Every week, the Array team reviews the latest news and analysis about the evolving field of eDiscovery to bring you the topics and trends you need to know. This week’s post covers the period of September 7-13.
Here’s what’s happening.
On the EDRM Blog, Michael Berman writes about a partially successful metadata privilege log challenge in Jeffries Funding LLC v. Dasagroup Holdings Corp. Dasagroup’s privilege log at issue included these fields for each row corresponding to a withheld email document:
- Beginning and ending Bates numbers
- Custodian
- Sent Date and Sent Time
- Email From
- Email To
- Email CC
- Email BCC
- Email Subject
- File Name
- File Author
- Privilege Claimed
- Privilege Description/General Subject Matter
Dasagroup redacted some of the “Email Subject” and “File Name” fields, which Jeffries challenged, asserting that the redactions led to insufficient information being provided about the subject matter. Dasagroup argued that the redactions were proper because they applied to privileged email subjects and file names. The court agreed: “To the extent an email subject line or a file name reasonably constitutes an attorney-client communication in and of itself, redacting that information from a privilege log does not run afoul of the Ninth Circuit’s standards or Rule 26(b)(5).”
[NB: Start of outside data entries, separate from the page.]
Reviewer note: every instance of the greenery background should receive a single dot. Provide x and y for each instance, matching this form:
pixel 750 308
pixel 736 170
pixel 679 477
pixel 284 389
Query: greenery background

Jeffries was successful on two other challenges, however. It argued that the “Privilege Description/General Subject Matter,” was also deficient because for each document with a redacted email subject and file name, the “Privilege Description/General Subject Matter” line did not provide any description of the contents or even general nature of the withheld document. The court agreed and ordered Dasagroup to serve an amended privilege log that provided “sufficient textual description of the nature of the document (i.e., a brief statement of the subject of the content) to justify the assertion of privilege.”
Also, Jeffries successfully challenged the privilege log entries for email attachments that did not provide information about the author, recipient or email subject. The general subject matter field only provided a generic privilege assertion without describing the document. The court agreed with Jeffries, writing that “without further information … it is difficult to ascertain” whether the attachments were themselves privileged communications. The court ordered Dasagroup to serve an amended privilege log to justify the assertion of privilege as to each withheld document.
Berman, respectfully, wrote why he disagreed with the court here. “I suggest that information about what a client sent to their attorney is privileged, even though the underlying document itself is not privileged. The underlying document should be produced separately if it is not privileged in itself and is responsive.”